A new principal has returned from the Scottish Office determined to press for further education funding changes. Neil Munro reports
The Scottish Office official who was, until recently, head of its further education funding branch has called for a change in the system.
Joyce Johnston, who left her Scottish Office post in October to become principal of Fife College, said that the present method of funding the 43 incorporated colleges through student units of measurement should be replaced by a "contractual funding model".
The Government's grant to colleges is built up on the basis of "weighted SUMs", corresponding to 40 hours of student teaching time skewed to take account of the relative costs of different subjects. This requires the Scottish Office to undertake detailed SUM calculations before arriving at the overall grant for each college.
Mrs Johnston wants this replaced by a more hands-off approach. "Under a contractual funding model, each college would agree with the Scottish Office to deliver a set programme for a set cost. It would mean that the civil servants would no longer be involved in the detailed funding of SUMs: they would simply assess whether, under its development plan, a college was likely to deliver what it says it can deliver based on its track record.
"The Scottish Office would therefore not get involved in setting limits on courses and programmes which, after all, are the responsibility of boards of management based on their view of the needs of their local areas."
The major Government interference with college plans is the capping of full-time degree courses. The seven colleges in the north are exempted in order to expand their degree provision as a deliberate policy to create the University of the Highlands and Islands.
Mrs Johnston shares her new colleagues' irritation with this limitation on college growth, which the FE sector hopes will be removed following the Dearing inquiry into higher education. But she says capping was imposed reluctantly because of the soaring costs of HE student awards. "I hope to see this ban lifted at the earliest opportunity post-Dearing," she says.
Mrs Johnston defends the funding system to date for bringing colleges to the same unit of resource. The drive to equalise the distribution of funds across colleges, which created winners and losers as the former local authority spending patterns were changed, acted as "a major engine of growth" - a 6 per cent rise in student activity in 1994-95 and 9 per cent in 1995-96.
Ironically, Fife College is now a victim of Mrs Johnston's previous handiwork as it faces having to make cuts of Pounds 1.7 million by 1998-99, only Pounds 500,000 of which has been achieved.
"With this scale of savings required," Mrs Johnston told her staff, "the consequences of inaction would be extremely serious." She has pledged that, apart from early retirement and voluntary severance, the economies would be realised from shedding management and administrative rather than lecturing posts.
Fife's predicament is only partly attributable to the Scottish Office formula. Fife Regional Council's relative generosity to its FE sector has meant an inevitable squeeze as funding was equalised across the colleges. The authority was also highly successful in accessing European funds to support college courses, but that cake is now more widely shared over a much larger number of colleges, which means Fife gets less.
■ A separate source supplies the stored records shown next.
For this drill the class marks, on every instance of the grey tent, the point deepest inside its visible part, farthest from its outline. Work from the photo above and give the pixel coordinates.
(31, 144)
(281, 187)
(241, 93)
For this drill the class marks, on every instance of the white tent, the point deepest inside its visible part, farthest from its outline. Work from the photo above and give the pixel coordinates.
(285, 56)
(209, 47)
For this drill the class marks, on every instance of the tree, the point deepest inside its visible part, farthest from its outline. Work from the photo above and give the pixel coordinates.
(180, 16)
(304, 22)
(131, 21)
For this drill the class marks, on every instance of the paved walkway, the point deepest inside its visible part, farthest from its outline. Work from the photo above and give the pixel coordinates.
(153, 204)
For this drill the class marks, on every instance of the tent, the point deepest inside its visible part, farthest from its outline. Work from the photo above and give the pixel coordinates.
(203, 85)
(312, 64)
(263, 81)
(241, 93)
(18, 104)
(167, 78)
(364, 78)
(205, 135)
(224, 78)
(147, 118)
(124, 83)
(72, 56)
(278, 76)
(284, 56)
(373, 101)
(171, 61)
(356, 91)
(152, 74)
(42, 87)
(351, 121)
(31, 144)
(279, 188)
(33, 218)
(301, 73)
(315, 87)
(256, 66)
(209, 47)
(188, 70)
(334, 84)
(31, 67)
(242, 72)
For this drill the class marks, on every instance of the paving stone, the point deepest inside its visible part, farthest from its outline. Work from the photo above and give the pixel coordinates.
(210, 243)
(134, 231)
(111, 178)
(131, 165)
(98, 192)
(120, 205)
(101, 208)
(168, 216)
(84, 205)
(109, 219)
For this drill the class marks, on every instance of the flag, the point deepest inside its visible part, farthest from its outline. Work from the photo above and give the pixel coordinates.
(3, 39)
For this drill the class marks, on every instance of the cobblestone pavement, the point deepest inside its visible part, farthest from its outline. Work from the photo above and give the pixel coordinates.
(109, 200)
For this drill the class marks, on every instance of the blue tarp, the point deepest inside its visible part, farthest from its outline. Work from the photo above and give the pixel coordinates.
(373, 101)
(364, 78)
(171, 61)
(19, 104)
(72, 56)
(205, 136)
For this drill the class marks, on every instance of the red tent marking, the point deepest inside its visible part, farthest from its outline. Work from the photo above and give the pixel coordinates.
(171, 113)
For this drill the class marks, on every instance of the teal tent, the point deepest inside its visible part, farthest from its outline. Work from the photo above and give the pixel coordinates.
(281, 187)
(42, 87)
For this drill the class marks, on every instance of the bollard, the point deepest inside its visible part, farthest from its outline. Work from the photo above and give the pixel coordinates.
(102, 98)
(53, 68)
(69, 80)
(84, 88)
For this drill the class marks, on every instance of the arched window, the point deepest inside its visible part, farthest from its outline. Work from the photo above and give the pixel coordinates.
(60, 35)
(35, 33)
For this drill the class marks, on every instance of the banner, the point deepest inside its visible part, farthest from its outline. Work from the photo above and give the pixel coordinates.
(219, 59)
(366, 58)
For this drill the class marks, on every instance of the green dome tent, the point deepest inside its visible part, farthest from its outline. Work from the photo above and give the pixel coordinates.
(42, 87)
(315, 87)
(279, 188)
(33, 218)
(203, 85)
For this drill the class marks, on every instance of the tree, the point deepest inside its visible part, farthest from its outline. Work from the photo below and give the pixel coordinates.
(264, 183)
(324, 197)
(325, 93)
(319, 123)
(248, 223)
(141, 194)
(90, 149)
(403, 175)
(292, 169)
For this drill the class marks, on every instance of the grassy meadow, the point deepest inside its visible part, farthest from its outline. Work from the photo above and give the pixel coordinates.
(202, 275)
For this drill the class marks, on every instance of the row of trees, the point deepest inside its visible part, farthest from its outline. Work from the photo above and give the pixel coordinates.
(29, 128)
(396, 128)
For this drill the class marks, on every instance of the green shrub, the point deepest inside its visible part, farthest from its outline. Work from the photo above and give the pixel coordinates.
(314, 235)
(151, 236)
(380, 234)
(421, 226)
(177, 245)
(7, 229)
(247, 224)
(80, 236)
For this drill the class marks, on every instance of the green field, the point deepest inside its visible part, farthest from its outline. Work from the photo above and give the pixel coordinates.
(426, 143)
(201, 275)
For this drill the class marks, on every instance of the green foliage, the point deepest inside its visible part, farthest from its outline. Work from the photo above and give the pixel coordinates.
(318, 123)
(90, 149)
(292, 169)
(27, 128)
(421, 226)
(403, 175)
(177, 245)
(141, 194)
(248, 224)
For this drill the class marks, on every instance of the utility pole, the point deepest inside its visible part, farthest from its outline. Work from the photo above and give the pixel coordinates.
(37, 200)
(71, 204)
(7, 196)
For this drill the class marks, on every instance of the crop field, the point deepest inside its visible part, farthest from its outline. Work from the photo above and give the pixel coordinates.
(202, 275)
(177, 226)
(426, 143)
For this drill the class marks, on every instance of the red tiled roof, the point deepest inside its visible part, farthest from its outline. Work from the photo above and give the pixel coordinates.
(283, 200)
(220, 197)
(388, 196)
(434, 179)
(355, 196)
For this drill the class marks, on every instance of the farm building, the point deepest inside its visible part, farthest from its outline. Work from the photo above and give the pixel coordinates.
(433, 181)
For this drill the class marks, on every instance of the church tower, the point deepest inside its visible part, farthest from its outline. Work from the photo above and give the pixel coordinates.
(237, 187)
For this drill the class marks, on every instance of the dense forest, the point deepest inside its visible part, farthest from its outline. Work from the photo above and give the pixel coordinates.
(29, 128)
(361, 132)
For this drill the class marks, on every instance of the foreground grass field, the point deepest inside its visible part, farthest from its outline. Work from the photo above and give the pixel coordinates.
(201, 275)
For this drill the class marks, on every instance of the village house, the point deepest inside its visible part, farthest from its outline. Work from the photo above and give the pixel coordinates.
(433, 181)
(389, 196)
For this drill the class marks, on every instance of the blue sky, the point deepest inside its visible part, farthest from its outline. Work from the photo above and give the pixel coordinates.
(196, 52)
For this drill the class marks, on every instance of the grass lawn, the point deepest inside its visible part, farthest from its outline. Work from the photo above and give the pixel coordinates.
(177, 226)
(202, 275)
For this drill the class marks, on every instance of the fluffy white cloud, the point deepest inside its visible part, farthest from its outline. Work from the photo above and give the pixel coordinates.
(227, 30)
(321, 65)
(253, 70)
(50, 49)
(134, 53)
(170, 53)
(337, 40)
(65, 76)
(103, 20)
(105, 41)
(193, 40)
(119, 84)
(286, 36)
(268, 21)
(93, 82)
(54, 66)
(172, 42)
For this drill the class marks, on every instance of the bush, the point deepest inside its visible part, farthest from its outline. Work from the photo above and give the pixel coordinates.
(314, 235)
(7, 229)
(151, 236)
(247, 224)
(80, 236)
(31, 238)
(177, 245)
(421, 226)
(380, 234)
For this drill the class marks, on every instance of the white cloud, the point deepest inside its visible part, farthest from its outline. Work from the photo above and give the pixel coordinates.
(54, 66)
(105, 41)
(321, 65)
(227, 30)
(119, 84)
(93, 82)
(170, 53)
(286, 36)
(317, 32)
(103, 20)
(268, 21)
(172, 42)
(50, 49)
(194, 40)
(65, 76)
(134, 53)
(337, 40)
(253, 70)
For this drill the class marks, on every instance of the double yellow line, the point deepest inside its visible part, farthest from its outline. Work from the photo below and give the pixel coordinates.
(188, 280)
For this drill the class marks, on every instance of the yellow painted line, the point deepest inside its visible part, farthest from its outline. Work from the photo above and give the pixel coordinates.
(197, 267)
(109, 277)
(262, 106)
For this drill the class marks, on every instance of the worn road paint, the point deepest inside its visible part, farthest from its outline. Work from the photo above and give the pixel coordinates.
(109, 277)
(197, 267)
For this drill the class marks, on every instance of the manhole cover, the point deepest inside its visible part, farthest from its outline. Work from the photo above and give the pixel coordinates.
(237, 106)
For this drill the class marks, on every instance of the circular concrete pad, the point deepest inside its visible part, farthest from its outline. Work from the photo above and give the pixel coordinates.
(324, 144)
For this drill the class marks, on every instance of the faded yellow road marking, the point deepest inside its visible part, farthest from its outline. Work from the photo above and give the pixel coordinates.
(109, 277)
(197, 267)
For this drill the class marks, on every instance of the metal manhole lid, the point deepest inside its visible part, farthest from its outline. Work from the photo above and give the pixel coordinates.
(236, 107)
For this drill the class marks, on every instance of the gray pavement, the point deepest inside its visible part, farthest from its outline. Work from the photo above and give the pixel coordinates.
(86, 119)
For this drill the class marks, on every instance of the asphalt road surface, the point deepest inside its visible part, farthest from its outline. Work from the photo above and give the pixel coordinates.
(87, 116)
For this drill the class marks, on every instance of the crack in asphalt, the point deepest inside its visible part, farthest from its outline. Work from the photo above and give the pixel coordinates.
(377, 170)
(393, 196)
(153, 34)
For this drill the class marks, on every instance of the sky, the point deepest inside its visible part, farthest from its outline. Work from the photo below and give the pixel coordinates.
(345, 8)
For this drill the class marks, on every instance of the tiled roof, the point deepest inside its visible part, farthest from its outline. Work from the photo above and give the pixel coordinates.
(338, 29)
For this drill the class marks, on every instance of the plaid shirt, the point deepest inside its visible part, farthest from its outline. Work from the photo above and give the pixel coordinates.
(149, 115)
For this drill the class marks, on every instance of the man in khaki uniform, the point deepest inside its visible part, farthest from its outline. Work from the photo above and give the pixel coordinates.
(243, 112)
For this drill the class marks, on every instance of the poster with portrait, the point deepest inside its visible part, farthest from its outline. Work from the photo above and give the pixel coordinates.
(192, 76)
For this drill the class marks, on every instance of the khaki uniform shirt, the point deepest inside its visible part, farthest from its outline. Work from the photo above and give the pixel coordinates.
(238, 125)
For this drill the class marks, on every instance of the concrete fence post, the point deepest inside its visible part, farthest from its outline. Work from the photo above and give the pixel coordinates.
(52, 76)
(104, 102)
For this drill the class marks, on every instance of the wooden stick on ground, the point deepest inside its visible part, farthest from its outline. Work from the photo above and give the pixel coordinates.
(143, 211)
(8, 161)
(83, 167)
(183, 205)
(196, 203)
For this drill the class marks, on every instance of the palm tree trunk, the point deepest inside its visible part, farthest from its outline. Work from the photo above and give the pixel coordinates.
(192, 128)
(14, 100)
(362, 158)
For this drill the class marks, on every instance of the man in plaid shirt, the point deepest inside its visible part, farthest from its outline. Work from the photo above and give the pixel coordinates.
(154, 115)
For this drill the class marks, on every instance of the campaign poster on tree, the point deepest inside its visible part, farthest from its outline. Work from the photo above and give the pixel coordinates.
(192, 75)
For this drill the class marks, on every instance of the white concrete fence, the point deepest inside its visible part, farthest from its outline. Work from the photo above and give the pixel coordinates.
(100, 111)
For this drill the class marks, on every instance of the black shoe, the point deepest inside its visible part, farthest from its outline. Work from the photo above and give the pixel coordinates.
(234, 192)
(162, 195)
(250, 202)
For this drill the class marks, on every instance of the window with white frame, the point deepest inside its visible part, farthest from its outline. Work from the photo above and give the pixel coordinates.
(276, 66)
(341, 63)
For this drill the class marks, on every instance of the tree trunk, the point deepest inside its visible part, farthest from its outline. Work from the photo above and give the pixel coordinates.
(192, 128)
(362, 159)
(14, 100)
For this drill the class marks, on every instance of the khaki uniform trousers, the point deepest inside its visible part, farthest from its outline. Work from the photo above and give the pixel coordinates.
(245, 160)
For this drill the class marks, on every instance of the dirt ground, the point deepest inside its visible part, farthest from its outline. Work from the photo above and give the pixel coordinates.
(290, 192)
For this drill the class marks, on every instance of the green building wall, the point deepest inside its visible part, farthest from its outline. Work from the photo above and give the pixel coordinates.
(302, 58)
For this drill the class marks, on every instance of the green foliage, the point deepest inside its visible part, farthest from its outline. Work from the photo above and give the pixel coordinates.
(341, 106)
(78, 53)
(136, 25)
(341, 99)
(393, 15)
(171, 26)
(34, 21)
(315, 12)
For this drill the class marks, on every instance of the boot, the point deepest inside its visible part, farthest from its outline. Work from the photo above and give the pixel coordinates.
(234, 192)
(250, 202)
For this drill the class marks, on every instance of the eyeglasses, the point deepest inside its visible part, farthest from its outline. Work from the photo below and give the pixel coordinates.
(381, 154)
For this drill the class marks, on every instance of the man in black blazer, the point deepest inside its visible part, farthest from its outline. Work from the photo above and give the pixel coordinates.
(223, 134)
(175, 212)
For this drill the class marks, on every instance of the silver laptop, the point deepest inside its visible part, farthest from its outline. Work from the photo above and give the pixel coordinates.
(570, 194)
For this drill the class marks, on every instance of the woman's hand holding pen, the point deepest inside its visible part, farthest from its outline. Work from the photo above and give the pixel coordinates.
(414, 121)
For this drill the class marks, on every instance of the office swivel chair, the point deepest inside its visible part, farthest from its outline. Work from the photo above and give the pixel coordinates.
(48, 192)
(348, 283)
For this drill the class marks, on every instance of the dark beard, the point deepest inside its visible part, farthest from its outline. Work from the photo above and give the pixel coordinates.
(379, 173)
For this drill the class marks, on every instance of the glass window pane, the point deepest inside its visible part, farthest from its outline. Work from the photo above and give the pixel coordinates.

The Scottish Office has been moving steadily away from funding systems inherited from the local authorities and colleges are now 100 per cent formula-funded based on their success rates in attracting students.
There is, however, a "safety net" which this year has ensured that the biggest losers did not lose more than 5 per cent of last year's grant. The FE principals met Scottish Office officials last Wednesday and were unanimous in pressing for the safety net to continue into 1997-98 at a slightly increased level of 6 per cent, but only for those colleges who can clearly demonstrate need - if they do not have sufficient cash balances to survive otherwise.
Mrs Johnston does not, however, expect this cushion to continue after April 1998, hence her own anxiety to get Fife College into shape before then. Several of her colleagues, particularly in the larger colleges, have been pressing for an end to the safety net which is in effect money top-sliced from cash they would otherwise have received.
Colleges expect to hear in a matter of days what their individual Scottish Office allocations are going to be for the coming year. The overall FE settlement is Pounds 291 million for 1997-98, an increase of Pounds 7 million on previous plans. But most of that is earmarked for college expansion in the Highlands as part of the university project. And the full sum will not in any case be distributed in recurrent grant to the colleges since around Pounds 50 million will be held back for bursaries, capital allocations and other areas.
Although the Pounds 291 million is an increase on planned expenditure, it is the same as this year's figures which, after inflation, means a cut. "We have delivered 9 per cent student growth, efficiency gains of 6 per cent and we end up with less," said Tom Kelly, chief officer of the Association of Scottish Colleges.